Questa sfida è aggravata ulteriormente dai dibattiti sul bilancio negli Stati Uniti – sono richiesti finanziamenti aggiuntivi per mantenere l’arsenale nucleare esistente e il complesso di armi che può contenere. Ci sono anche richieste per l’avvio di ricerca e sviluppo di nuovi veicoli e piattaforme per il trasporto di armamenti nucleari. La crisi in Ucraina e l’accresciuto profilo delle armi atomiche nella politica di sicurezza della Russia possono aiutare a mantenere un clima favorevole per i sostenitori di queste richieste. Possiamo quindi aspettarci che il grado di attenzione rispetto agli aspetti nucleari della crisi ucraina continuerà, e forse potrebbe aumentare nel tempo.

Di fatto nella crisi ucraina la situazione è che, quando le prese di posizione pubbliche e la politica interna promuovono il ruolo delle armi nucleari a un livello ben superiore a quello effettivo, ci troviamo di fronte a una dinamica completamente illogica. Questo non fa ben sperare per ciò che riguarda le prospettive di riduzione del ricorso alle armi nucleari o per una profonda riduzione degli arsenali nucleari, né per il futuro del regime di non proliferazione nucleare. Le possibilità di invertire questa dinamica sembrano purtroppo scarse.

L’impulso al disarmo nucleare, che ha dominato l’agenda della sicurezza globale dopo il discorso del Presidente Obama tenuto a Praga nel 2009, si è esaurito. Questo non può essere imputato interamente all’amministrazione Obama: è stato soprattutto il risultato degli sforzi combinati della Russia, che, nella primavera del 2014 ha cambiato il nome del servizio competente del ministero degli Esteri da “disarmo” a “controllo degli armamenti”, e dei Repubblicani negli Stati Uniti. Le altre parti del programma – la sicurezza nucleare (vertici di sicurezza nucleare sono stati i più evidenti, ma lungi dall’essere l’unica parte) e la non proliferazione nucleare (i tentativi di avviare una conferenza sulla zona denuclearizzata mediorientale così come i negoziati con l’Iran) sono rimaste ancora al centro dell’attenzione.

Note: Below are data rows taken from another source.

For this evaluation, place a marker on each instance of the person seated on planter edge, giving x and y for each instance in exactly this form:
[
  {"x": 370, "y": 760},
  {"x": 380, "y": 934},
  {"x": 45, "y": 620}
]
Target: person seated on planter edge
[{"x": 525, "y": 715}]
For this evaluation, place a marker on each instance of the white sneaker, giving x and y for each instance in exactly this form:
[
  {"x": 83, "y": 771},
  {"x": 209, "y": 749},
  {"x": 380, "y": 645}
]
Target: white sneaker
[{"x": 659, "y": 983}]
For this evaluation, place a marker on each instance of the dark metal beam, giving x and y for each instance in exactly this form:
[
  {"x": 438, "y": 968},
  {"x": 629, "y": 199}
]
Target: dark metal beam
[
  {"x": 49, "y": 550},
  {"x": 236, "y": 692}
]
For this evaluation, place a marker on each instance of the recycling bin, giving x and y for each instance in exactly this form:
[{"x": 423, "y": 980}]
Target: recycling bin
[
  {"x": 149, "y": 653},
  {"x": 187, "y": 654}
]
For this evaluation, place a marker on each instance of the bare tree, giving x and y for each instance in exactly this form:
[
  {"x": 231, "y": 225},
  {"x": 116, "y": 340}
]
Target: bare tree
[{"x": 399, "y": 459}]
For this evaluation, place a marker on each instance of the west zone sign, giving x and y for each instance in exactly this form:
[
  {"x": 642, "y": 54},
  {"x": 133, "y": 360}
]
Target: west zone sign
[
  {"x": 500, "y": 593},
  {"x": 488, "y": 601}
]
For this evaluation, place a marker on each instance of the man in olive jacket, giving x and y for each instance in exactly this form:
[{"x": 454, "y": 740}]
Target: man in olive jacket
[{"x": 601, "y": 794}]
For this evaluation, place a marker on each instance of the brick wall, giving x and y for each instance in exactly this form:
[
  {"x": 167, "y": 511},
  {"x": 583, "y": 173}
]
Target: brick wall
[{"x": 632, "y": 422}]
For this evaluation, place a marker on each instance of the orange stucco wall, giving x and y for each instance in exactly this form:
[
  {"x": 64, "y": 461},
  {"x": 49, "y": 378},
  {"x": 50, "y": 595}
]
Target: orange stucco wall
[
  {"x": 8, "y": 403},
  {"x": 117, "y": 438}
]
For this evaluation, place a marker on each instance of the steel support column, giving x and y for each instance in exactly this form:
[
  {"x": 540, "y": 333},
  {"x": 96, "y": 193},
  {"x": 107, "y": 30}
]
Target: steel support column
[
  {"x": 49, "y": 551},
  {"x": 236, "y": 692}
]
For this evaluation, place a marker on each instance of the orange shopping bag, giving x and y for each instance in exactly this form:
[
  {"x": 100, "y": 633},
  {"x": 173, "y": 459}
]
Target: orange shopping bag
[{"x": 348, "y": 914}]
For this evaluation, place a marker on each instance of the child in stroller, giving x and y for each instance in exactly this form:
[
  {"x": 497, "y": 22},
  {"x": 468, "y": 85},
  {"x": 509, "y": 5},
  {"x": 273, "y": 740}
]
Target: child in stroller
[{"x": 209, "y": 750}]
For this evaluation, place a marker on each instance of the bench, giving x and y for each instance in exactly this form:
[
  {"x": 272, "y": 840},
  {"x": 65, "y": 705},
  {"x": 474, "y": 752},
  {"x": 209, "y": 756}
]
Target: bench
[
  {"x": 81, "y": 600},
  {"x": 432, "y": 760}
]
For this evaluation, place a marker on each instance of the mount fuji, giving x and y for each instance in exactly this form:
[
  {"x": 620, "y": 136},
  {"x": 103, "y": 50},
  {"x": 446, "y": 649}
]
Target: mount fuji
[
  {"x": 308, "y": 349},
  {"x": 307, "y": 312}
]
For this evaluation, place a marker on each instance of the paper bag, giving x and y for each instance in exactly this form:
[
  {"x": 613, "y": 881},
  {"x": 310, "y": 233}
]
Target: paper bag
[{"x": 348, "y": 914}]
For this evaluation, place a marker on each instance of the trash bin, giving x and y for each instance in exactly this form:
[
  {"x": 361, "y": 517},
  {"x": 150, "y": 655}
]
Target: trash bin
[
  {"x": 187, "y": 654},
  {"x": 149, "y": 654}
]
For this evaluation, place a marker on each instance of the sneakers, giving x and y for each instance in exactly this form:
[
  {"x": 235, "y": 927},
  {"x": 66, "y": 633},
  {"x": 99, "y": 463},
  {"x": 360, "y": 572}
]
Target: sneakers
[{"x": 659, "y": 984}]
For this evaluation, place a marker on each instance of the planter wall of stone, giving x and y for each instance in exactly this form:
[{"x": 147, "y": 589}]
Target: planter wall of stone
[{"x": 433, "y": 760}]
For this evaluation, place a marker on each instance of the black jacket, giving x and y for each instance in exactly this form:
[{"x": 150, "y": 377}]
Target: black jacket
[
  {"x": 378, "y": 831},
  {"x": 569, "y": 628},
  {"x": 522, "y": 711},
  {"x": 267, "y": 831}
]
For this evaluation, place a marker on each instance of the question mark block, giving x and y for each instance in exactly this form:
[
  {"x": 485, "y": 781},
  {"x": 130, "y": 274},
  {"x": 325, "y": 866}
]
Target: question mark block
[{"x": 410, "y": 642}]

Sarebbe un errore essere ottimisti sulla possibilità che questa situazione possa cambiare. Lo squilibrio che ne risulta è pericoloso: senza seri sforzi per ridurre il ruolo delle armi atomiche e, drasticamente, gli arsenali nucleari, è difficile rafforzare il processo di non proliferazione; la probabilità di un’inversione negli sforzi verso il disarmo pare destinata a rimanere elevata nei prossimi anni. L’ostacolo principale nell’agenda del disarmo, a quanto pare, è la politica interna: in Russia, il sostegno dello status nucleare; negli Stati Uniti, i repubblicani tendono ad opporsi a qualsiasi concessione, in particolare sulla difesa missilistica (in netto contrasto con il ruolo tradizionale repubblicano durante la guerra fredda). Finché questi due attori si rafforzano a vicenda, le armi nucleari non solo persisteranno, ma è probabile che acquisiranno un ruolo maggiore nella politica internazionale e, di conseguenza, richiederanno maggiori finanziamenti.